En pratique, tout commence souvent par un signalement. Un voisin agacé, un agent municipal qui repère le véhicule immobile, et le dossier s’ouvre.
Les forces de l’ordre ou la police municipale viennent alors constater l’état du véhicule. Roues à plat, poussière accumulée, pneus dégonflés : autant d’indices qui trahissent une immobilisation prolongée.
Une fois le constat établi, la mairie envoie un avis. C’est souvent ce fameux courrier que peu de propriétaires anticipent, qu’il s’agisse d’une remorque sur la rue ou d’une caravane laissée au fond d’un jardin.

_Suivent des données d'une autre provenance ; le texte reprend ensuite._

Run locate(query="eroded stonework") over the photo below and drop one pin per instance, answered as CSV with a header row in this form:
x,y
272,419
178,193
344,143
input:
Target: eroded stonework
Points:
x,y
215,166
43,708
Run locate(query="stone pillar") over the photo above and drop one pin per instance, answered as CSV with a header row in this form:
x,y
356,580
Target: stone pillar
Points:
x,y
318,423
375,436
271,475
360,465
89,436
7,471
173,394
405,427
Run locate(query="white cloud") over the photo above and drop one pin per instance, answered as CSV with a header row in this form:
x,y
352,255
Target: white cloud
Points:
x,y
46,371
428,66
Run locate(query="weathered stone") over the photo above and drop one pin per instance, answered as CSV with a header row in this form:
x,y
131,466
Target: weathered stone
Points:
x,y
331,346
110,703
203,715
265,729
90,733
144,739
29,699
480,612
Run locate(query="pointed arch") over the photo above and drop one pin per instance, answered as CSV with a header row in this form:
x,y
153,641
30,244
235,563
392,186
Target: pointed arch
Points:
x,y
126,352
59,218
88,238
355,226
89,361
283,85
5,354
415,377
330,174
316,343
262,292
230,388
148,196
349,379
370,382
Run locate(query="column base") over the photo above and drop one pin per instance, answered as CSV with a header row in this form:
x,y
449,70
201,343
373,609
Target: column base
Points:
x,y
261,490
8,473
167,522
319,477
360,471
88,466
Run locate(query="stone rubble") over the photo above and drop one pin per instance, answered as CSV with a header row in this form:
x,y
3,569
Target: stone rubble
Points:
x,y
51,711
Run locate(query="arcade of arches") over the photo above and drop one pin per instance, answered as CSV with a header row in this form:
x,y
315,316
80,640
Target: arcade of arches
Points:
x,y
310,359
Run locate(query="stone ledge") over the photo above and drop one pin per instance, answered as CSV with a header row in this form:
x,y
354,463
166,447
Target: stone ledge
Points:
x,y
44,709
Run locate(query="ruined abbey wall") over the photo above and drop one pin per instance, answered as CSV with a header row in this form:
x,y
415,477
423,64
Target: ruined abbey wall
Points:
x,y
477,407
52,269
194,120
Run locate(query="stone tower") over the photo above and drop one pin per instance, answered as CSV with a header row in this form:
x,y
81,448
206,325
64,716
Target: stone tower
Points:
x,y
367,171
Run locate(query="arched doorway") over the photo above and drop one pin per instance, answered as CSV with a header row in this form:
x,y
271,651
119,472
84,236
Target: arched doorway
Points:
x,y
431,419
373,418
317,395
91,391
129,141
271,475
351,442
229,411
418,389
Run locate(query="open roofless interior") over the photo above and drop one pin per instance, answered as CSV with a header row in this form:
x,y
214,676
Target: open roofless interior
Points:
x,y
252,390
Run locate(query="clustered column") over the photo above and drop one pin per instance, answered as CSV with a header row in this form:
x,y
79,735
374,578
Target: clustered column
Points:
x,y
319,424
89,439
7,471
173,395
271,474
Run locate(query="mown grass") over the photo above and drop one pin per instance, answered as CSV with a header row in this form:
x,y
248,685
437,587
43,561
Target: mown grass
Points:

Ce courrier n’est pas anodin. Il ouvre un compte à rebours que le propriétaire ne peut plus ignorer.

Ce que dit vraiment le papier reçu dans la boîte aux lettres
Le document reçu est en général une mise en demeure. Il informe le propriétaire qu’il dispose d’un délai précis pour déplacer son véhicule.
Ce délai varie selon les communes, mais tourne souvent autour de quelques jours à une semaine. Passé ce délai, la situation peut basculer vers une sanction plus lourde.
Car l’enjeu, ce n’est pas seulement l’amende. C’est la possibilité d’une mise en fourrière, avec les frais de remorquage et de gardiennage qui s’ajoutent à la facture.
Certains propriétaires découvrent alors que leur véhicule a disparu du trottoir sans qu’ils aient eu le temps de réagir. Comme dans ces situations où des riverains se retrouvent pris au piège par un stationnement illégal et découvrent la sévérité des sanctions trop tard.
Mais l’amende financière, elle, est bien réelle et peut surprendre par son montant.
Le montant qui fait grincer des dents
Pour un stationnement gênant classique, la contravention démarre à 35 euros. Mais pour un stationnement abusif au sens strict, jugé dangereux ou très gênant, le montant peut grimper à 135 euros.
Ce chiffre n’a rien d’anodin : c’est le même tarif appliqué dans d’autres contextes de stationnement problématique, comme le rappelle un précédent où des gendarmes avaient promis des amendes de 135 euros à des automobilistes mal garés.
Et si le véhicule finit en fourrière, il faut ajouter les frais d’enlèvement et de stockage journalier. La note peut vite dépasser plusieurs centaines d’euros.
Face à ce risque bien réel, la vraie question devient : comment l’éviter dès le départ ?

Comment éviter la sanction avant qu’il ne soit trop tard
La première solution est la plus simple : déplacer régulièrement le véhicule, même de quelques mètres. Cela suffit techniquement à interrompre le compteur des 7 jours consécutifs.
Mieux encore, ranger la remorque ou la caravane sur un terrain privé évite tout risque. Un jardin, un garage, une place de parking louée : autant d’options qui coupent court à toute procédure.
Il existe aussi des solutions de stockage payant, souvent bien moins chères qu’une amende répétée ou des frais de fourrière. Certaines communes proposent des emplacements dédiés aux remorques et caravanes hors saison.
Enfin, en cas de doute sur la réglementation locale, un simple appel à la mairie permet de clarifier la situation. Certaines règles varient d’une commune à l’autre, notamment sur les délais de tolérance ou les zones concernées.
Car au fond, la loi ne cherche pas à punir un oubli ponctuel. Elle vise surtout à éviter que la voie publique ne devienne un espace de stockage gratuit et permanent.